Соня — Л. Андреева, Раскольников — В. Афоничкин

Передать человеческие страдания Эйфману помогают замечательные артисты. Одного прилежания и техники здесь недостаточно. Налицо исключительная способность исполнителей воплощать сложнейшие замыслы мэтра, абсолютное доверие и любовь к непостижимому творцу. Потрясающий образ создала Юлия Шункова. Ее Старуха-процентщица не копирует известных балетных старух – Карабос «Спящей красавицы», или Мэдж «Сильфиды». Совершенно другая угловатая манера движений, алчный взгляд исподлобья, куда более страшные в портретной характеристике омерзительной нелюди. Образ Свидригайлова в исполнении Сергея Волобуева врезается в память. Перекресток дорог плоти и духа оказался для этого сладострастного, пресыщенного и опустошенного человека ловушкой.

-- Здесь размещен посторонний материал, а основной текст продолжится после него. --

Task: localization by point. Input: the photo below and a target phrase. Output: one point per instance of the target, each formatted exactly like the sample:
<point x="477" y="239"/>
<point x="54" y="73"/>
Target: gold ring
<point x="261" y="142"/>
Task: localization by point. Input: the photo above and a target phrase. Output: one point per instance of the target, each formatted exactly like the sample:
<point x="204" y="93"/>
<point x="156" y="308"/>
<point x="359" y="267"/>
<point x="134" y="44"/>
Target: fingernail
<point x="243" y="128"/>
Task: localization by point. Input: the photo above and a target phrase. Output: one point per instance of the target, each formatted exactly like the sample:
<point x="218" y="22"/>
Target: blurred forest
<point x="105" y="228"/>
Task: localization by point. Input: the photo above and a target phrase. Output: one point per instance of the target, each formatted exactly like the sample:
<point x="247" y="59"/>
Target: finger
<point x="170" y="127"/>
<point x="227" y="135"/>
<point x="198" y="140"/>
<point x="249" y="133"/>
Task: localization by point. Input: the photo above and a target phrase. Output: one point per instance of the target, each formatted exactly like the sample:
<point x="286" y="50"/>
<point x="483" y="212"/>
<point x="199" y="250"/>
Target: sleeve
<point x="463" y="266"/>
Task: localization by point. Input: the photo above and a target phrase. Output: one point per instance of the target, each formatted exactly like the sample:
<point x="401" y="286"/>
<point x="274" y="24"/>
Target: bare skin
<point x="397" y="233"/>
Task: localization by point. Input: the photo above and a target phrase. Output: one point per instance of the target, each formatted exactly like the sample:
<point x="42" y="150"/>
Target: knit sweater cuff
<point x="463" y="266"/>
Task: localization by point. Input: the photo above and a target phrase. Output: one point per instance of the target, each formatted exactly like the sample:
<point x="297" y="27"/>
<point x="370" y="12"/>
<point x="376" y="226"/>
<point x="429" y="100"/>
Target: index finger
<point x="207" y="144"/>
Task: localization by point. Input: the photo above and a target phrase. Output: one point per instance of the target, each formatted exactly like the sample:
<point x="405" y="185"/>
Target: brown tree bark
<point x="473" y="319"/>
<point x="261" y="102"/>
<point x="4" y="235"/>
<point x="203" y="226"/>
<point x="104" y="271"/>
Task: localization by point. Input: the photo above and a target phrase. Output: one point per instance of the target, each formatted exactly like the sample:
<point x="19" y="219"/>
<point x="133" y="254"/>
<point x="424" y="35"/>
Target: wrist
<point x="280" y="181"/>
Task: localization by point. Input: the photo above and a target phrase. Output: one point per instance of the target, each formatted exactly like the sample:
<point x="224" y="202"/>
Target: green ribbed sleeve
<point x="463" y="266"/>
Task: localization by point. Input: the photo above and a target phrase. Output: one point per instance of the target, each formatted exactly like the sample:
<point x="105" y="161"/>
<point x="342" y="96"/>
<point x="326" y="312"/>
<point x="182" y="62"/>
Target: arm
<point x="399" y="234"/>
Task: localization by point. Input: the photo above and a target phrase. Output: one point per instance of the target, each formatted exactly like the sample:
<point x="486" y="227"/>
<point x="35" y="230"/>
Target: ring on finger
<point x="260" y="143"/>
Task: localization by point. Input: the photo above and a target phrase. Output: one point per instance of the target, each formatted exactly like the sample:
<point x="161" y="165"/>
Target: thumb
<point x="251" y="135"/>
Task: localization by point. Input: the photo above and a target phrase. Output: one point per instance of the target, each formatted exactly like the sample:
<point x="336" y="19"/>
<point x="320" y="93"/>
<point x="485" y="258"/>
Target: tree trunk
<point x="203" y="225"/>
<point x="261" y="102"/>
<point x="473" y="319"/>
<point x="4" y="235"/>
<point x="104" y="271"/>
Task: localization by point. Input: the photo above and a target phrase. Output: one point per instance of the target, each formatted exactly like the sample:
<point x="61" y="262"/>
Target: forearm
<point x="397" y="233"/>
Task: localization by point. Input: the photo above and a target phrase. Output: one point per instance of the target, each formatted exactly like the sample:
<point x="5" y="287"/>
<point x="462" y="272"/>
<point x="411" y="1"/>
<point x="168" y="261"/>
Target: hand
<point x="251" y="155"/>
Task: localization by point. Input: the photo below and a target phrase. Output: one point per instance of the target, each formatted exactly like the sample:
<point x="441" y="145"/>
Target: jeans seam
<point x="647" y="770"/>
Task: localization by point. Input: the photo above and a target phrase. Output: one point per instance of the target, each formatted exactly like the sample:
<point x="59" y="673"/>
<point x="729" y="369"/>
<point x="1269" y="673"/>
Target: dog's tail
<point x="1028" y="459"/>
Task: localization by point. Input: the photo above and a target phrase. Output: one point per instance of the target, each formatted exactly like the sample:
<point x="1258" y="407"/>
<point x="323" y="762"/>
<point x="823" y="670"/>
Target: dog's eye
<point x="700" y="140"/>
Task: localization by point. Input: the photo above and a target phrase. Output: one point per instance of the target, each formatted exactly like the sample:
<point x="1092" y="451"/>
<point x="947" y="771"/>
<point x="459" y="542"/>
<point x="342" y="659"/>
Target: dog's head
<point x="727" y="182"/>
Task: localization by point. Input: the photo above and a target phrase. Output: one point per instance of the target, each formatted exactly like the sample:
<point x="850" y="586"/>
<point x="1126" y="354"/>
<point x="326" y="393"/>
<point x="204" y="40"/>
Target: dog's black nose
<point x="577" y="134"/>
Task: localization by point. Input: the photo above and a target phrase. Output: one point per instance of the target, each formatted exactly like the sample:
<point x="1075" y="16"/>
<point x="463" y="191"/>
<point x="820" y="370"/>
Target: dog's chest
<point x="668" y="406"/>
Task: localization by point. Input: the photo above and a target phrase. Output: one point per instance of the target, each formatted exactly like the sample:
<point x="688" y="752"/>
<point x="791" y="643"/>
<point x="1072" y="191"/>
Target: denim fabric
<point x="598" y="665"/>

Дуня — М. Абашова, Свидригайлов — С. Волобуев

Безупречный дуэт танцовщика с Дуней-Марией Абашовой и другими женщинами отражает взрывчатую силу животного темперамента героя с характерным дисбалансом низменных порывов, эгоистической черствости и совестливых устремлений. В партии Сони Мармеладовой Любовь Андреева поражает умением осветить все области души своей героини. В ней есть все — чарующая женственность, детская беззащитность, чувственность и внутренняя сила. От ее танца веет дыханием бескрайнего моря — то ласково спокойного, то бурного, штормового. Как и все герои Достоевского, Родион Раскольников-Владимира Афоничкина носит в себе дьявольскую частицу. Она и подливает масла в огонь болезненных мыслей человека, измученного нищетой и ударами судьбы. Танцовщик проживает жизнь своего героя с предельным трагизмом внутреннего разлада, и с полной самоотдачей в танце. Спектакль заканчивается тихо и проникновенно. По заснеженной дороге понуро бредут каторжники. Среди них Раскольников – несостоявшийся Наполеон.

Итак, коллективный труд театра увенчался очередным успехом. Родившийся серьезный, волнующий спектакль, понятный даже тем, кто не читал романа Достоевского.